State-backed funds prop up China's stock market

Chinese stocks closed higher today, seemingly shrugging off worries over this week’s trade escalation between Washington and Beijing.

But resilience may not be the explanation.

State-backed investment funds were buying Chinese stocks, propping up the market, according to a Bloomberg report.

On Monday, the Shanghai Composite dropped 5.6%, its biggest one-day drop since February 2016. It closed up 3.1% today, having dropped 4.5% this week.

Last night, the US hiked tariffs from 10% to 25% on $200 billion worth of Chinese exports.

It's Uber Day at NYSE

CNN Business’ Paul R. La Monica is spending the morning at the New York Stock Exchange ahead of Uber’s debut. Some scenes from the ground:

Christine Romans: Why stocks aren’t in a free fall 

The biggest question I am getting this morning is “Why aren’t global stock markets in free fall” now that the United States has made good on its tariff threat?

It’s a good question. These next days are crucial. The benchmark Standard and Poor’s 500 has been down four days in a row and futures are indicated lower again today, but the index is still relatively close to record highs.

Markets are still hoping for a resolution and seem to believe the president has a lot more leverage to get the Chinese back to their earlier promises.

That leverage: even more Chinese goods to tax. The president Thursday and again this morning said the “paperwork” has begun to slap 25% tariffs on another $325 billion in Chinese goods.

But I would call market stability here tenuous. Talks begin again at 9 am in Washington and it is unclear whether either side will budge. And the president is tweeting this morning his support for tariffs over a trade deal. Unclear if that is a negotiating ploy, or he is paving the way for the reality after talks break down for good.
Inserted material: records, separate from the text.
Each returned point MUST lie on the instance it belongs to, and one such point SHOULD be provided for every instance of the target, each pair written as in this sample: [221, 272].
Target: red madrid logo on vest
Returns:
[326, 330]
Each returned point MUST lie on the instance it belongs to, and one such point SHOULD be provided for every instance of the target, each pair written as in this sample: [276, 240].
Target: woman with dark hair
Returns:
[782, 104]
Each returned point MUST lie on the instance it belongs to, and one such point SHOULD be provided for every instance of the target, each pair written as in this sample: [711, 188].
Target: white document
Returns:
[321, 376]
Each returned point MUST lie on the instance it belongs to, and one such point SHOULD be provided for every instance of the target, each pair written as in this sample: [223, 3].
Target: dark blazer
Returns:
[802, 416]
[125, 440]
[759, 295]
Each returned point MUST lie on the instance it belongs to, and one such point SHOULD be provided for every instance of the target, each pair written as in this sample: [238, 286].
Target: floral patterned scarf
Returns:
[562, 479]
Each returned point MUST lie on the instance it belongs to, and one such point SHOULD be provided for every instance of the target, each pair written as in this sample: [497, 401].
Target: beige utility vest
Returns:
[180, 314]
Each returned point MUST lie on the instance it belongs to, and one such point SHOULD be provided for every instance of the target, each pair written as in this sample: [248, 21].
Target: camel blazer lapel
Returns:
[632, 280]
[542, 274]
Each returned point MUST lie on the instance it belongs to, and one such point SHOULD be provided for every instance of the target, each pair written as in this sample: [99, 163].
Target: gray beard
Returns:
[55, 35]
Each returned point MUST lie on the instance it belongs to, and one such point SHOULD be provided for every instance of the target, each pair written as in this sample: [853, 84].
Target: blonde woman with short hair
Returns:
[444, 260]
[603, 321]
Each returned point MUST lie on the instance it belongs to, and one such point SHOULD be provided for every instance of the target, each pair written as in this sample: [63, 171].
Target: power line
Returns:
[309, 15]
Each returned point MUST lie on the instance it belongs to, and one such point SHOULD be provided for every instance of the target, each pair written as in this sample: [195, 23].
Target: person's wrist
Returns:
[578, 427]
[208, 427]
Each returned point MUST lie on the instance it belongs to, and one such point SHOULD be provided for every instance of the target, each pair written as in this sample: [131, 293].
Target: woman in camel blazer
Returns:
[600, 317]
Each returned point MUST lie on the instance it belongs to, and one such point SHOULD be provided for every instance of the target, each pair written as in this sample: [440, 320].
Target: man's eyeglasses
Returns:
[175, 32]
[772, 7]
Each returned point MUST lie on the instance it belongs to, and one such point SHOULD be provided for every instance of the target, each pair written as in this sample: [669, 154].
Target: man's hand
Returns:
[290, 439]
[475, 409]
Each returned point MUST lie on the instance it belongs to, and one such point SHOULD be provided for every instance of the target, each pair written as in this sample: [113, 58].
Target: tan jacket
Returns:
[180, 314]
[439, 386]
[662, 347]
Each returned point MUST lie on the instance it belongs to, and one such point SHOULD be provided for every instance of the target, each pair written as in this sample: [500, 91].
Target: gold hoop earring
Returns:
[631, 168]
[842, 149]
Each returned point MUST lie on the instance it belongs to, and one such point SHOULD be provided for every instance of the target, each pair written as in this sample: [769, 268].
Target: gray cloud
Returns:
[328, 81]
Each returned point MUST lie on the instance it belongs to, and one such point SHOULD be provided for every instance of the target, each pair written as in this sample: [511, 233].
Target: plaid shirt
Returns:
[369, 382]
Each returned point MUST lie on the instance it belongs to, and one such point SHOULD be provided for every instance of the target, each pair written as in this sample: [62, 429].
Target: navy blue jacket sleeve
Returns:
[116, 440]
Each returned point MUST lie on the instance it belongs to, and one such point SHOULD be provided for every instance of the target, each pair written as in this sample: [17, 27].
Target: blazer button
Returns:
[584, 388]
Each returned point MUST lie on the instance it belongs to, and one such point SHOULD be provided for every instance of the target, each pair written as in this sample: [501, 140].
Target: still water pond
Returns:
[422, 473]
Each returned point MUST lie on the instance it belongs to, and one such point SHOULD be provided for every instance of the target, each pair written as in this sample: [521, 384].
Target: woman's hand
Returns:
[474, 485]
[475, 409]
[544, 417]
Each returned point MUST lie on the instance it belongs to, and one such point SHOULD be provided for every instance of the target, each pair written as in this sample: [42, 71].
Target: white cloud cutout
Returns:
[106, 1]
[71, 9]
Buckle up: New tariffs have kicked in

It’s happening. The trade war between the world’s two largest economies is escalating again, after the US hit China with higher tariffs and Beijing pledged to retaliate.

The Trump administration raised tariffs on $200 billion worth of Chinese imports from 10% to 25% at 12:01 a.m. ET Friday.

Investors have been preoccupied with the trade fight all week, though the immediate market reaction was mixed.

All eyes will be on Washington as day two of trade talks with Beijing unfolds, and investors try to determine the path forward.

The first day of discussions did little to settle markets. The Dow closed down 0.5% on Thursday. The S&P 500 shed 0.3%, and the Nasdaq declined 0.4%.

Uber's finally going public today

Trade could take some attention off of Uber’s Wall Street debut, billed as the year’s most-hyped IPO.

The company will start trading on the New York Stock Exchange today with the ticker UBER.

The company priced its IPO at $45 a share yesterday. That’s at the low end of its original proposed price range of between $44 and $50 a share.

Still, the company will raise $8.1 billion and will rank among the largest US public offerings ever.

Uber has a tough road ahead. It needs to prove that it won’t go the same way as competitor Lyft (LYFT), whose shares have plummeted since its own IPO in late March.